Spring releases: rating prompts and smarter answer matching

This week we cut two coordinated releases: iOS 2.1.4 and Android 1.0.1. Neither is a flashy headline release. Both fix real things that needed fixing, and one of them solves a problem we’ve been chipping at since v2.

Here’s what shipped, in order of how interesting it is.

Smarter production answer matching

The most engineering-heavy change in this release. We rewrote how the app decides whether a typed production answer counts as correct.

The original matcher was a string-comparison waterfall:

Exact match against any string in the item’s acceptList.
Case-folded exact match.
Trimmed-and-normalized exact match (collapse whitespace, strip punctuation).

That handled the obvious cases (“Hello” matches “hello”), and it failed the slightly-less-obvious ones (“colour” not matching “color”, “they’re” not matching “they are”, typed accents not matching unaccented entries). The accept list grew over time to paper over these. But the accept list has a tail.

The new matcher adds two layers:

Diacritic-insensitive normalization. “café” and “cafe” are equivalent for matching purposes. We apply this only when the item’s productionSpec.scoringNotes say accents aren’t load-bearing (which is most items in most languages).
Semantic-similarity fallback using an on-device embedding model on each platform. If the typed answer isn’t an exact or normalized match, we compute the cosine similarity between the typed answer’s embedding and each accept-list entry’s embedding. If the similarity is high enough, we count the answer correct.

The semantic fallback is the part we’re watching closely. We didn’t turn it on for every item, only for items flagged as semantic_eligible in their productionSpec. Reason: a semantic match is loose. For low-CEFR items where the test is checking a specific phrase, an embedding-based match is the wrong tool. For higher-CEFR items where the test is checking comprehension expressed in any reasonable wording, it’s the right one.

Initial data is encouraging across the languages we’ve re-measured. We’re watching for false positives, answers the matcher now accepts that it shouldn’t. A small number have come in via the Report Issue button so far. All fixed.

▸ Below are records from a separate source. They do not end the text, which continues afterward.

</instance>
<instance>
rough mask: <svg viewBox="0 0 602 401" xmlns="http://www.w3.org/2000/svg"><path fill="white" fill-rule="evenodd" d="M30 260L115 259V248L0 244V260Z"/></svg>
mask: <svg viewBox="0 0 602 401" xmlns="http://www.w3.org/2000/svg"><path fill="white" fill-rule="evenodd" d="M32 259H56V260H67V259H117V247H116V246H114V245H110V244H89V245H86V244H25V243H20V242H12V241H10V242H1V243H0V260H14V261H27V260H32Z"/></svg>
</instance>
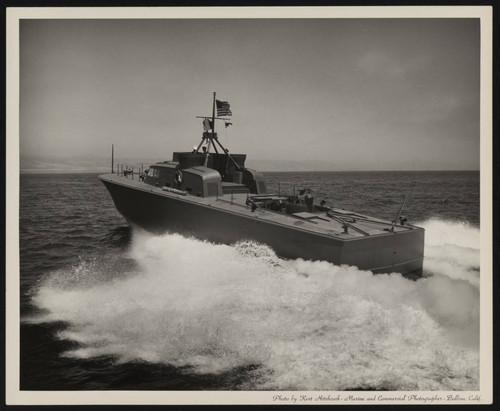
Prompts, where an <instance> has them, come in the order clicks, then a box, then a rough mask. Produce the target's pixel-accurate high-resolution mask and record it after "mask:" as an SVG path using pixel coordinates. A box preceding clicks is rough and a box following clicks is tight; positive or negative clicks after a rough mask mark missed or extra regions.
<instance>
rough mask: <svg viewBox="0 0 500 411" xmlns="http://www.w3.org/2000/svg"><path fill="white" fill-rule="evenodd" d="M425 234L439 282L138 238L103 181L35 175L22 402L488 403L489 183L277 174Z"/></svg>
mask: <svg viewBox="0 0 500 411" xmlns="http://www.w3.org/2000/svg"><path fill="white" fill-rule="evenodd" d="M266 177H267V179H268V181H269V182H270V185H271V186H274V187H275V188H277V182H278V181H280V182H281V183H280V185H279V189H280V190H281V191H285V190H289V189H293V186H294V185H295V187H296V189H298V188H302V187H310V188H312V189H313V190H314V194H315V197H316V198H317V199H318V201H319V200H320V199H325V200H326V201H327V203H328V204H332V205H334V206H336V207H341V208H346V209H352V210H355V211H358V212H362V213H366V214H370V215H374V216H380V217H386V218H394V216H395V214H396V213H397V211H398V209H399V207H400V205H401V204H402V202H403V200H404V197H405V195H406V194H407V193H409V194H408V200H407V204H406V206H405V209H404V211H403V214H404V215H405V216H406V218H407V219H408V221H409V222H411V223H414V224H417V225H421V226H423V227H424V228H425V229H426V245H425V260H424V274H425V276H424V278H422V279H419V280H417V281H412V280H408V279H405V278H403V277H402V276H401V275H399V274H390V275H373V274H372V273H370V272H368V271H361V270H358V269H357V268H355V267H347V266H336V265H333V264H330V263H326V262H311V261H303V260H301V259H297V260H282V259H279V258H278V257H276V255H275V254H274V253H273V252H272V250H270V249H269V248H268V247H266V246H265V245H262V244H255V243H251V242H242V243H239V244H235V245H232V246H228V245H217V244H211V243H208V242H203V241H199V240H195V239H192V238H184V237H182V236H180V235H177V234H165V235H163V236H154V235H152V234H149V233H147V232H144V231H142V230H140V229H138V228H132V227H129V225H128V224H127V222H126V221H125V220H124V219H123V218H122V217H121V216H120V215H119V214H118V213H117V211H116V210H115V208H114V205H113V202H112V200H111V198H110V196H109V195H108V193H107V191H106V189H105V188H104V186H103V185H102V183H101V182H100V181H99V180H98V179H97V176H96V175H95V174H46V175H40V174H37V175H35V174H33V175H21V190H20V257H21V259H20V264H21V267H20V268H21V271H20V273H21V290H20V292H21V294H20V295H21V300H20V306H21V328H20V330H21V347H20V349H21V358H20V360H21V364H20V365H21V368H20V369H21V376H20V387H21V389H22V390H128V389H130V390H335V391H337V390H475V389H478V388H479V276H480V270H479V172H474V171H463V172H458V171H457V172H453V171H449V172H329V173H327V172H322V173H317V172H315V173H266Z"/></svg>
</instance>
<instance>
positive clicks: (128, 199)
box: [99, 93, 424, 278]
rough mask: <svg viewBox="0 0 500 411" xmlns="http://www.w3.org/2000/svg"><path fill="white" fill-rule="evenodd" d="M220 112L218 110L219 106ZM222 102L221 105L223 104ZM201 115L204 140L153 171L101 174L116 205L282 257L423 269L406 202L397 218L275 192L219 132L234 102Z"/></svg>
mask: <svg viewBox="0 0 500 411" xmlns="http://www.w3.org/2000/svg"><path fill="white" fill-rule="evenodd" d="M216 107H217V111H218V115H221V112H222V114H225V116H224V115H222V116H220V117H216V116H215V109H216ZM219 107H221V110H219ZM212 111H213V112H212V116H211V117H201V118H203V123H204V132H203V134H202V139H201V142H200V144H199V145H198V146H197V148H195V149H194V150H192V151H189V152H174V154H173V157H172V160H169V161H164V162H158V163H155V164H152V165H151V166H150V167H149V169H148V170H147V172H145V173H143V174H141V175H134V174H133V173H128V172H126V171H125V172H119V173H110V174H106V175H102V176H100V177H99V178H100V179H101V180H102V182H103V183H104V185H105V186H106V188H107V189H108V191H109V192H110V194H111V197H112V198H113V201H114V203H115V206H116V208H117V210H118V211H119V212H120V213H121V214H122V215H123V216H124V217H125V218H126V219H127V220H128V221H130V222H131V223H134V224H137V225H139V226H141V227H143V228H145V229H147V230H150V231H153V232H157V233H163V232H176V233H181V234H183V235H187V236H194V237H196V238H200V239H203V240H208V241H211V242H215V243H225V244H233V243H237V242H239V241H242V240H253V241H256V242H260V243H264V244H267V245H269V246H270V247H271V248H272V249H273V250H274V251H275V252H276V253H277V254H278V255H279V256H281V257H284V258H303V259H306V260H324V261H329V262H331V263H334V264H347V265H354V266H357V267H358V268H360V269H366V270H371V271H372V272H374V273H390V272H399V273H402V274H403V275H406V276H408V277H412V278H418V277H420V276H421V275H422V264H423V250H424V230H423V229H422V228H420V227H416V226H413V225H410V224H407V223H406V221H405V219H404V217H402V216H401V209H402V207H401V209H400V211H399V212H398V214H397V215H396V217H395V219H394V220H393V221H388V220H384V219H379V218H375V217H370V216H367V215H364V214H360V213H356V212H352V211H346V210H343V209H338V208H332V207H329V206H328V205H326V204H324V202H322V203H321V204H316V203H315V199H314V196H313V193H312V192H311V191H310V190H308V189H302V190H300V191H299V192H298V193H287V194H285V193H281V192H277V193H270V192H268V187H267V184H266V181H265V179H264V176H263V174H261V173H259V172H257V171H255V170H251V169H248V168H247V167H246V166H245V161H246V155H245V154H232V153H231V154H230V153H229V151H228V150H227V149H226V148H225V147H224V146H223V145H222V144H221V142H220V141H219V139H218V136H217V133H216V132H215V121H216V120H221V121H226V122H227V121H228V120H229V119H228V118H226V117H227V114H230V113H231V112H230V110H229V104H228V103H227V102H220V101H218V100H216V98H215V93H214V102H213V110H212Z"/></svg>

Less annoying rating prompt

Apple lets you ask users to rate your app a limited number of times per year. The default place to ask is “after a positive interaction,” which we’d been interpreting as “after every test completion.” Which meant users who took multiple tests in a short window got asked twice, and users who took a single test got asked at the precise moment they wanted to read their result. Neither of those is what Apple means by a positive interaction.

The new logic asks at most once per session, only after a test that produced a level estimate (not after an early exit), and only after the user has dismissed the results screen at least once before. So we’re catching them on a return to results, not a first-look. Prompt cadence and follow-through both moved in the directions we wanted.

We’re still showing the prompt less often than the per-year limit would allow. We might push it up a notch in the next release.

Orphan analytics events

Less interesting but worth a mention. We found a class of analytics events being sent from sessions that crashed before they completed, producing dangling “Test Started” events with no matching “Test Completed” or “Test Early Exit.” The fix flushes a session boundary marker at the right point so our funnel queries aren’t silently undercounting completions.

Most users won’t notice. It’ll make our internal numbers more honest, which over a quarter is enough to matter when we’re making product decisions off them.

Localized release notes

For the first time, the App Store release notes for iOS 2.1.4 went out in every locale we ship listings for. We’d been writing notes in English and hoping. The localized versions go through the same translation pipeline as the rest of the app and are now reviewed alongside the rest of the metadata for each release.

Android v1.0.1 specifics

The Android side of this release is mostly the same. The answer matcher uses the platform-equivalent embedding model. The rating prompt is the same logic adapted to Play’s in-app review API. The analytics fix is identical. We shipped a stack of layout fixes for foldables and very-tall phones that our automated screenshot pipeline had been hiding from us.

What’s next

One large piece of work nearly done: a word-reorder scoring fix for languages that don’t use spaces between words (Thai, Japanese, Mandarin). Large enough to deserve its own post when it ships.